Thursday night we had a planned maintenance at work which I was asked to be apart, so the workday went from 7AM until 1:30AM. Fortunately, I got Friday comped to recoup. Do I awoke Friday with a list of things I wanted to accomplish personally. Top of the list was getting some Advance Reader Copies (ARC) of Awakened mailed out to members of the launch team. I jumped in White Lighting (my 1970 C20 pickup) and rode over to Walgreens to pickup some padded envelopes as I had a depleted inventory. Much to my chagrin when i crawled back in the truck to head home with the envelopes, the starter refused to cooperate. It wouldn't even click.
I called State Farm Roadside Assistance and found a place in the shade beside the building to wait. before they arrived, a landscaper noticed the hood up and asked me if I needed a jump. He hooked up a jump box and said it showed the battery fully charged. White Lightning refused to budge despite the jump. I thanked him for his assistance and called State Farm Roadside Assistance back and advised a jump was no longer needed, but a tow truck.

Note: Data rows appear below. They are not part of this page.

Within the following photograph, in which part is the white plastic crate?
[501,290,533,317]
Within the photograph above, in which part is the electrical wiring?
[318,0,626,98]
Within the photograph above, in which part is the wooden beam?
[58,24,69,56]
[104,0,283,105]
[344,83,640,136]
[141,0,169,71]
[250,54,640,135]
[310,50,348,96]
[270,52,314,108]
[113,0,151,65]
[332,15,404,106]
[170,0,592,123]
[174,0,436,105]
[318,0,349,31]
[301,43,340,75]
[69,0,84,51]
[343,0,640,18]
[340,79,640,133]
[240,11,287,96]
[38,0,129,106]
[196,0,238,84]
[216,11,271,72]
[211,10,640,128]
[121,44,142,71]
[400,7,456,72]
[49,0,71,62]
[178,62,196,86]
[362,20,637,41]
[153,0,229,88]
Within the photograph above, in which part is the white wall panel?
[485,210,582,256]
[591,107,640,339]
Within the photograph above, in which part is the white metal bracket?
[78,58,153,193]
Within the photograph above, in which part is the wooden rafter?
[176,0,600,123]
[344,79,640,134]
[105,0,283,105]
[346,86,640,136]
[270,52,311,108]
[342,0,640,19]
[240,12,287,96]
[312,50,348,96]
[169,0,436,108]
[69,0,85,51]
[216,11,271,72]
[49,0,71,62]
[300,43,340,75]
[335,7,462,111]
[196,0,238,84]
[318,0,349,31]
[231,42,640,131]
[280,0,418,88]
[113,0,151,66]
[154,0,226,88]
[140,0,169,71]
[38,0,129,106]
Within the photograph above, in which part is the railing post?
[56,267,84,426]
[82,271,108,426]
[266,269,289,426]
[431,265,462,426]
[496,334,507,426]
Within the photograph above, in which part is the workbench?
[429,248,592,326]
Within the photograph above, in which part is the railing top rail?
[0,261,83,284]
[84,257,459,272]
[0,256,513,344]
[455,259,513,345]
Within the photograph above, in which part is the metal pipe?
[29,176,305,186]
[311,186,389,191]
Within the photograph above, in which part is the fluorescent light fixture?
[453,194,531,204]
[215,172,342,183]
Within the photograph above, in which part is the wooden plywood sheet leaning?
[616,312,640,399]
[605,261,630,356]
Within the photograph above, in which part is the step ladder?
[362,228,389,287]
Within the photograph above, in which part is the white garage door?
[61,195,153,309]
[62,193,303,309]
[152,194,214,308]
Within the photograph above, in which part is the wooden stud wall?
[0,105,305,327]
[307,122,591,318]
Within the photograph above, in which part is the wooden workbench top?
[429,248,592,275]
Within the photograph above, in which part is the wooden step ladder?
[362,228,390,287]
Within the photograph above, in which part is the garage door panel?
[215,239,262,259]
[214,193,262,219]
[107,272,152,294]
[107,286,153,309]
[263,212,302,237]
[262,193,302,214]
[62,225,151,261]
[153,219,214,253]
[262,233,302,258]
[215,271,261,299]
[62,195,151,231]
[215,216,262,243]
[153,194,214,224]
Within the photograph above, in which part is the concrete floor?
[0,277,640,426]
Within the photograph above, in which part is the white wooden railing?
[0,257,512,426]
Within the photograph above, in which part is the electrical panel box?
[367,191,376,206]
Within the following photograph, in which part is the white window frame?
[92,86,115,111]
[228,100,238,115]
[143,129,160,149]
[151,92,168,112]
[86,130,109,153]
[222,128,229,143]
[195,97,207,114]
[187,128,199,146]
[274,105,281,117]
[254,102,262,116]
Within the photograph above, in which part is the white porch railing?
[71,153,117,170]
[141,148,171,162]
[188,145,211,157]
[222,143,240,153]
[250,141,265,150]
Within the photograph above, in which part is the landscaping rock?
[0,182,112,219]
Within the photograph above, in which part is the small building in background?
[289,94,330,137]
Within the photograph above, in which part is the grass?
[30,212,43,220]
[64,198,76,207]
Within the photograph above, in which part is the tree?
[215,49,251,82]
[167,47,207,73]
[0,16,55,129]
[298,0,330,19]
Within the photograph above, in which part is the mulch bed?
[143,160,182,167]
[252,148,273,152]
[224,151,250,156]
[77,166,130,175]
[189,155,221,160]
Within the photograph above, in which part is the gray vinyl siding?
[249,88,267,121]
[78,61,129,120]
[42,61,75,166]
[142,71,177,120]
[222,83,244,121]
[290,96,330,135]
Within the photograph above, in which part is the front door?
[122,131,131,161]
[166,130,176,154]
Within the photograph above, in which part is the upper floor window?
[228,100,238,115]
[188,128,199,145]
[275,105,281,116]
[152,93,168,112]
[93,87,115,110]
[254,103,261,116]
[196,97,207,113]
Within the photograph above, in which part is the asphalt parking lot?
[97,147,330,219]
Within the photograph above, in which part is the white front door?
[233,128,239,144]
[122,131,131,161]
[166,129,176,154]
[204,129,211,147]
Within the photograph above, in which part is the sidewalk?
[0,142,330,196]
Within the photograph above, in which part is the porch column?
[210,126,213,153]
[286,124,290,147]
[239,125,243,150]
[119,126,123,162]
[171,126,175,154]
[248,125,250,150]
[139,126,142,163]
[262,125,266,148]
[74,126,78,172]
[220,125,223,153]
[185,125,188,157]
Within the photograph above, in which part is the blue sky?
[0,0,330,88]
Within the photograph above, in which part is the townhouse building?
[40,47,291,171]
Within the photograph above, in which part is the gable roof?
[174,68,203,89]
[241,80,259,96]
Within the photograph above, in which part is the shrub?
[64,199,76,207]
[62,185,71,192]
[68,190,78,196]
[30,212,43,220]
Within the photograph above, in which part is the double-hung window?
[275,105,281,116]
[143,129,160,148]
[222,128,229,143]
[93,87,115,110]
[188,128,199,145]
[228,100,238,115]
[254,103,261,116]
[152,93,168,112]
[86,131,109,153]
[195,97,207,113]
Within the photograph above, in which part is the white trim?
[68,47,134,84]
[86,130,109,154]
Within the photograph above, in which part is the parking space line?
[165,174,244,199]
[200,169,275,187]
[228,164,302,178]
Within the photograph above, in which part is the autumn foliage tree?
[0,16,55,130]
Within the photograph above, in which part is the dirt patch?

I retreated to the shade of the side of the building and began to wait for the estimated 1 hour arrival. At first, I wanted to fuss about the list of things I wanted to accomplish and my predicament that had me stuck standing on a concrete sidewalk in the sweltering Florida heat. I quietly became a student of human nature or as my Granddad would have called it, I began people watching.
From my vantage of the corner of the building, I had a clear view of 54th Avenue and MLK Street as well as the main parking lot in front of Walgreens and their adjoining liquor store as well as the optometrist office to the back of the side parking lot. At 10:30am on a Friday, this parking lot was a hotbed of activity. A man passed by smelling of dried urine pushing a shopping cart full of empty cans and other collected items. Another man pulled up in a pickup and hurried inside only to return shortly and hurry back to his pickup for a few minutes and then back in the drug store. A few minutes later he returned carrying a small shopping bag and a large bag of diapers. A woman suddenly appeared smoking a cigarette nervously pacing back and forth. After six or seven trips past me she disappeared from my sight reappearing moments later on the other side of the street.
As I continued to wait for the tow truck, I began to hear rolls of thunder. I looked to the north and could see ominous black clouds, but the heat and humidity dissuaded from considering sitting in the truck. When the rain began, I huddled closer to the building to take as much advantage of the narrow overhang as possible. A woman pulled up in a small SUV and made her way slowly into the drug store. While she was inside the rain increased in intensity. After a while, she returned from the store to her SUV with a small shopping bag in hand. She opened the door and disappeared from my sight. She was not seated in the vehicle but the driver's door was standing wide open in a Florida downpour. I could not help but wonder what on earth the was doing. After ten minutes or so, she popped up and headed back into the drug store with the shopping bag. After another ten minutes or so, she reappeared and returned to the SUV. Once again she disappeared from my line of sight with the driver's door open in the steady downfall of rain. Finally, she crawled into the driver's seat, closed the door, started the vehicle, and slowly drove away.
The rain began to let up and the sun began to break through. Within moments it was a light drizzle and then it quit all together. As the heat and humidity began to increase, the tow truck appeared.
Initially, I wanted to feel sorry for myself sitting three hours stranded outside Walgreens. But it gave me a chance to pause from my list of chores and the hectic busyness of my week and take a slow look around me. These are my neighbors. This is my community. These are the people I am called to love. It was a good reminder.